The Tax Court held that a businessman who borrowed against a life insurance policy in order to keep his company afloat, was taxable on those distributions when the company went out of business and the policy was cancelled. However, the court concluded that a portion of the interest paid on the loans was deductible as investment interest and that the business owner was not liable for the Code Sec. 6651(a)(2) failure-to-pay penalty because his financial difficulties were not the result of negligence but instead arose because he could not realistically borrow to satisfy his tax liability given his financial history. Sawyer v. Comm'r, T.C. Memo. 2026-33.

Background

From 1979 until its liquidation in 2010, Jonathan Sawyer (Sawyer) owned and operated Henry N. Sawyer (HNS), a family printing business dating back to 1835. In 1982 he purchased a life insurance policy (Policy) on himself from Northwestern Mutual Life Insurance Co. (Northwestern). Depending on the liquidity of the business, he would either pay the quarterly life insurance premium in cash or allow Northwestern's automatic premium loan provision to cover the quarterly premium. In 2009, Sawyer took out an $80,000 loan secured by the value of the Policy in an attempt to keep HNS afloat.

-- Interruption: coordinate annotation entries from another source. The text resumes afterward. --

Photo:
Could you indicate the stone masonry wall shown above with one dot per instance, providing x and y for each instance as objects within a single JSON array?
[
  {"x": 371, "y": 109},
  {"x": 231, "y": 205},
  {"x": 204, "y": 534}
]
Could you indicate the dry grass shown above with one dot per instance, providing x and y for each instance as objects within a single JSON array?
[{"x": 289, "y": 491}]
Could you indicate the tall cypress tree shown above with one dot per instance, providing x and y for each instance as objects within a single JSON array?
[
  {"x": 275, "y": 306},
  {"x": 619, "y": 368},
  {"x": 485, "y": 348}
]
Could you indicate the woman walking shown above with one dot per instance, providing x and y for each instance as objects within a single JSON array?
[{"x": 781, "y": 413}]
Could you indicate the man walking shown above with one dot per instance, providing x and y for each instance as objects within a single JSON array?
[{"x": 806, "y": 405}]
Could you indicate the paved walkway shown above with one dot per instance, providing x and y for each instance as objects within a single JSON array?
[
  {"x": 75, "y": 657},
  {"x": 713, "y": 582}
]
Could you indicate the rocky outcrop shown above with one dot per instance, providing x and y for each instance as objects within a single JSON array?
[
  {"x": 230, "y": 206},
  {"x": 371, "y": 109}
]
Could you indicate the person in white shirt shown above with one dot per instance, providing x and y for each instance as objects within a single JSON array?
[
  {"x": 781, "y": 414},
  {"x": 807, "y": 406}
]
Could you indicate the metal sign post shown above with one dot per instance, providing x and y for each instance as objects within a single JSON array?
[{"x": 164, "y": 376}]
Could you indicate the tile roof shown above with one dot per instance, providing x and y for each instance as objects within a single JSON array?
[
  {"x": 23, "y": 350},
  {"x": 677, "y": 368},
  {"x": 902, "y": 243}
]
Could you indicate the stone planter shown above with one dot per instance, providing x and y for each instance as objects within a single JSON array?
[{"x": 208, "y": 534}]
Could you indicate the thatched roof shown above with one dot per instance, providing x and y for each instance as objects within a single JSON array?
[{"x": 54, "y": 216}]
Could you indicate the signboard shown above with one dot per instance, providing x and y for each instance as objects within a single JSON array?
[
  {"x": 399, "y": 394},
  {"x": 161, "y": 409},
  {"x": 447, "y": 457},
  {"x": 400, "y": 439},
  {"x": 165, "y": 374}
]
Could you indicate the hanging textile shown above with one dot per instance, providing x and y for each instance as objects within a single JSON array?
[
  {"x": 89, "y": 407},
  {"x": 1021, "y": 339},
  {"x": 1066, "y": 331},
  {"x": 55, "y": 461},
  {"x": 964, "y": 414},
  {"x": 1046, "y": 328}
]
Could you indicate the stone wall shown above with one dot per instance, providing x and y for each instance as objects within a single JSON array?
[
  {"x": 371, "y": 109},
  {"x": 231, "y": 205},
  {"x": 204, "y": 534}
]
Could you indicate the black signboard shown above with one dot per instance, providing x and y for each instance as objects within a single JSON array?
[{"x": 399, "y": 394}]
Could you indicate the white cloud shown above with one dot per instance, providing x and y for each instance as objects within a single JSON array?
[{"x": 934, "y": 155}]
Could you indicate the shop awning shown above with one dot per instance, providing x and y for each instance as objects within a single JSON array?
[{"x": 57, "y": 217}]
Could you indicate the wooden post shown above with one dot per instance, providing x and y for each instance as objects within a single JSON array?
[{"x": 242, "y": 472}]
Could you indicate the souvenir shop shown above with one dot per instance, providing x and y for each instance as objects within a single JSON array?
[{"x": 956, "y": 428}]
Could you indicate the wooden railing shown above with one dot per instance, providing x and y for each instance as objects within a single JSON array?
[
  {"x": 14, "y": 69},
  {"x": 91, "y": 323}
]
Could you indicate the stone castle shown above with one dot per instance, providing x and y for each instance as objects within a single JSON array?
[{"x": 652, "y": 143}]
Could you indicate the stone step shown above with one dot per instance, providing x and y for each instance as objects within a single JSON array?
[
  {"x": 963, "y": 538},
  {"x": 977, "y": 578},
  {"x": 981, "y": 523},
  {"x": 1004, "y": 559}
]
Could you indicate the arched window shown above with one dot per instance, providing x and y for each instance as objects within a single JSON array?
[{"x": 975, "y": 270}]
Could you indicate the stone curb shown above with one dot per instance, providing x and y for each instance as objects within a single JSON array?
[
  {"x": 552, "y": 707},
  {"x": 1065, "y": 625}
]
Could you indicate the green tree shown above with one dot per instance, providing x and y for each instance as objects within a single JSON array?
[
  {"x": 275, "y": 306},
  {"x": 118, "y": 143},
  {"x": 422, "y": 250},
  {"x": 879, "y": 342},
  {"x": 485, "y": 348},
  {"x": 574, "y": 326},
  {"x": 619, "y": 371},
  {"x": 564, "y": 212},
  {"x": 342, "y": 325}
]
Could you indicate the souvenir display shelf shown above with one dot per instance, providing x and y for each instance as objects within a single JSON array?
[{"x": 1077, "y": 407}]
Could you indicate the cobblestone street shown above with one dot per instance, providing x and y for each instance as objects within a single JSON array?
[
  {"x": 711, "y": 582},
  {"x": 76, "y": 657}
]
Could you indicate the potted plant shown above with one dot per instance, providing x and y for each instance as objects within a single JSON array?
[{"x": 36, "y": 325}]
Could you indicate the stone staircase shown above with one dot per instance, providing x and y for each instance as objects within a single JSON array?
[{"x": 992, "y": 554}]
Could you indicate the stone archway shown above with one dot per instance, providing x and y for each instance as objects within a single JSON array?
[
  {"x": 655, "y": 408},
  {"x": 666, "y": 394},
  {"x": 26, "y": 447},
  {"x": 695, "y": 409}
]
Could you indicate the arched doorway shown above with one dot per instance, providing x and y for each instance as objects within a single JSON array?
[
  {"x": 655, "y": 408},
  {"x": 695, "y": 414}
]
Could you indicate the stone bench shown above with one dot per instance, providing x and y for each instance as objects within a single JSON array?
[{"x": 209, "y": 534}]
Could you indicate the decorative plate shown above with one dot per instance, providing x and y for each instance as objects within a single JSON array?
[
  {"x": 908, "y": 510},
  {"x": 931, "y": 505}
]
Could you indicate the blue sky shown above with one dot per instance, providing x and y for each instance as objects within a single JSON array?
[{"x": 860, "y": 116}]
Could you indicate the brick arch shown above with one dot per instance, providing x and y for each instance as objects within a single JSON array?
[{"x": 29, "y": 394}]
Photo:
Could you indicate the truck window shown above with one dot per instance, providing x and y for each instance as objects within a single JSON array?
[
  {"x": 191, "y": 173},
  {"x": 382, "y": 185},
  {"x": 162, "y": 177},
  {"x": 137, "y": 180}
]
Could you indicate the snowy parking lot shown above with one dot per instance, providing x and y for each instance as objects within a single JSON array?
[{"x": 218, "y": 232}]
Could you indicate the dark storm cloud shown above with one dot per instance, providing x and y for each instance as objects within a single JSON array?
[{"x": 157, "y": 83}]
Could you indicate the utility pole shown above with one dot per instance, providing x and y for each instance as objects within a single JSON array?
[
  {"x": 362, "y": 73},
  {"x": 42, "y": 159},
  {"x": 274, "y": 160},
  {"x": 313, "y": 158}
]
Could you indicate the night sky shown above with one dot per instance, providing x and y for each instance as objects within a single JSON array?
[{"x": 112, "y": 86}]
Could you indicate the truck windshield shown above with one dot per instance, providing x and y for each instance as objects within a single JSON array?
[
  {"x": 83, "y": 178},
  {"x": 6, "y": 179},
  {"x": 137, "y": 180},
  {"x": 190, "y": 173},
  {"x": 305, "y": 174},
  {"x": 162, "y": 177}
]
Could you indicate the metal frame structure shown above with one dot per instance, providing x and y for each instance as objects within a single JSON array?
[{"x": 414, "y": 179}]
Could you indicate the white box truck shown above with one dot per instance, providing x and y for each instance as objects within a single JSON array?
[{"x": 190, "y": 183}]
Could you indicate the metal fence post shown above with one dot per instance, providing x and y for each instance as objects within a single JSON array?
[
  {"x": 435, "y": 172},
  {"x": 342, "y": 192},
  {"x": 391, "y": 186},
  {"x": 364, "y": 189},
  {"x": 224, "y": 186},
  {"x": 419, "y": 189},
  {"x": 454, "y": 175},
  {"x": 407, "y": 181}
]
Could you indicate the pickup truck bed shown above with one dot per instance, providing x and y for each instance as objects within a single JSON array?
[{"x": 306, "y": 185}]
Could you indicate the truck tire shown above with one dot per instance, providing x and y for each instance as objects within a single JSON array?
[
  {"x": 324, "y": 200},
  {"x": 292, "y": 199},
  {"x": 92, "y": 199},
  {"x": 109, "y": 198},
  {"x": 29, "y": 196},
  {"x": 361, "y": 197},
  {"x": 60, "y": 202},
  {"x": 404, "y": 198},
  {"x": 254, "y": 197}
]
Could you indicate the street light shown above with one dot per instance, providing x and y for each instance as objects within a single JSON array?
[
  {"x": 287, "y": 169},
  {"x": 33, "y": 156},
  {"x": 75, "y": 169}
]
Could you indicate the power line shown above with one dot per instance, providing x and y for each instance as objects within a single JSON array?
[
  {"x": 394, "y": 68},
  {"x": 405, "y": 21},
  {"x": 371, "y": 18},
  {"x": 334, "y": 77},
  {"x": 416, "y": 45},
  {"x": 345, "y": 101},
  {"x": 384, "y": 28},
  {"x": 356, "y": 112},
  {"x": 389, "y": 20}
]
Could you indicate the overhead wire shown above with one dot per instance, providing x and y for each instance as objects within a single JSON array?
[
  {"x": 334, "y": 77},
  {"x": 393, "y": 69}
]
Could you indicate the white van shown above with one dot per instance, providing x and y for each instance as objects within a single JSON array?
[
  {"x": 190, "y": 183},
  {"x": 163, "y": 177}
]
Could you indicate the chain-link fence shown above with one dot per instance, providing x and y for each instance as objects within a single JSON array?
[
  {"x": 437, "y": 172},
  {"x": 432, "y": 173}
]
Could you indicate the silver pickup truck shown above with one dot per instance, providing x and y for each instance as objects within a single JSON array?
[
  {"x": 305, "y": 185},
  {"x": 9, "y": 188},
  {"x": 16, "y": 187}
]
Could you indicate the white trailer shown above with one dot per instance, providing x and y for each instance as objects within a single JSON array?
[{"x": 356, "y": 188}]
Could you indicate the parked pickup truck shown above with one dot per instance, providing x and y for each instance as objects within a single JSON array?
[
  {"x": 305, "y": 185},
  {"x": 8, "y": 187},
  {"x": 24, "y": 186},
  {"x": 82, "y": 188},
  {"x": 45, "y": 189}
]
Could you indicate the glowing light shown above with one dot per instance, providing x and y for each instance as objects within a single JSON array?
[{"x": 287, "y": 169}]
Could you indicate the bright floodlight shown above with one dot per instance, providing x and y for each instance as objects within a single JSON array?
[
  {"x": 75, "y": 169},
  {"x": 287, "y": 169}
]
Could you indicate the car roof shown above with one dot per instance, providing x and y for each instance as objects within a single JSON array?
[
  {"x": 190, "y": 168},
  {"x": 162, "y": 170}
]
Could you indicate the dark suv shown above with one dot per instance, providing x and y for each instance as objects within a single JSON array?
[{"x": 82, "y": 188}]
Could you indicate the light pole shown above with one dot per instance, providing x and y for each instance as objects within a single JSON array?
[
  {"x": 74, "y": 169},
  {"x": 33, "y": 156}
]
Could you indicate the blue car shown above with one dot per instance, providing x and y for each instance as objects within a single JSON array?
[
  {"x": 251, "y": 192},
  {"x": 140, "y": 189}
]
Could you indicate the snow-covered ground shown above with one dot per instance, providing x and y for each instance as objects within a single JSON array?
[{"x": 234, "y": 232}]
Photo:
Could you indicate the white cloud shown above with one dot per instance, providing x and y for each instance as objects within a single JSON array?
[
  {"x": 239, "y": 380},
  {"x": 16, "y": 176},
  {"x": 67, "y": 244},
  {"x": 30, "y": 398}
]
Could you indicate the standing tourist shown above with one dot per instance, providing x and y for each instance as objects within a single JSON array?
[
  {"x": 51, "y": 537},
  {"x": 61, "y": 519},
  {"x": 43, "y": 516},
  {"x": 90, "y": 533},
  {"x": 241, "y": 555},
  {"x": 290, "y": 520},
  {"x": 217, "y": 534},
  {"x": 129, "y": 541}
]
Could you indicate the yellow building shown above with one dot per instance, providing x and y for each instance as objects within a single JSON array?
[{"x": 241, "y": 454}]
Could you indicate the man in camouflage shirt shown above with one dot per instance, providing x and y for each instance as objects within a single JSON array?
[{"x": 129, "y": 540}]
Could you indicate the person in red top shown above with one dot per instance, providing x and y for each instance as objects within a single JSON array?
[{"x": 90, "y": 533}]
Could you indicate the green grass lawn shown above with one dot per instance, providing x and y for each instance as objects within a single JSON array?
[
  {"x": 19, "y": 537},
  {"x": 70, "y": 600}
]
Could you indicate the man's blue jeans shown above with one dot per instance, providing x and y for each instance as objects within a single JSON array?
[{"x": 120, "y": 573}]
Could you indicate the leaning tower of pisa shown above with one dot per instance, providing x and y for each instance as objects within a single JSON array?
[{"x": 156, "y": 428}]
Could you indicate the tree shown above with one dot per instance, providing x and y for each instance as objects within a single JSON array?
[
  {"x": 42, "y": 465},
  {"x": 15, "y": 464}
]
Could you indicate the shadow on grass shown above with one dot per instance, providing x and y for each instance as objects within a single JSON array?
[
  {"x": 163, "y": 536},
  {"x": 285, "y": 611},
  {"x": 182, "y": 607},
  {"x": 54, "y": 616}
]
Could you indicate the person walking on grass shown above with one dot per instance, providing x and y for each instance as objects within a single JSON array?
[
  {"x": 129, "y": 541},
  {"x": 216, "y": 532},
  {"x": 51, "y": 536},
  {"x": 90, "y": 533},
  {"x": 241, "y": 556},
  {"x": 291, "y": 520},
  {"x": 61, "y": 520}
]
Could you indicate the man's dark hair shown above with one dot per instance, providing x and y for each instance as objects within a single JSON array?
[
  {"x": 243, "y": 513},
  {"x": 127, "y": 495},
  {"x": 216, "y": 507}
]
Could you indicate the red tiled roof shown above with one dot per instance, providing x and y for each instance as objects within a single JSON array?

Even after HNS's shuttering, Sawyer continued receiving correspondence from Northwestern regarding the Policy; all of that paperwork was addressed to him and reflected him as the Policy's owner. He believed the paperwork to be in error and, in 2013, made one attempt to contact the agent for his account but was advised by Northwestern that the agent no longer worked there. Sawyer took no further action to clarify the Policy's ownership with Northwestern. A notice of cancellation was sent to Sawyer on July 26, 2015. According to Northwestern, the cash surrender value of the Policy at that time was $205,434 and it was used to satisfy the outstanding indebtedness on policy loans from Northwestern.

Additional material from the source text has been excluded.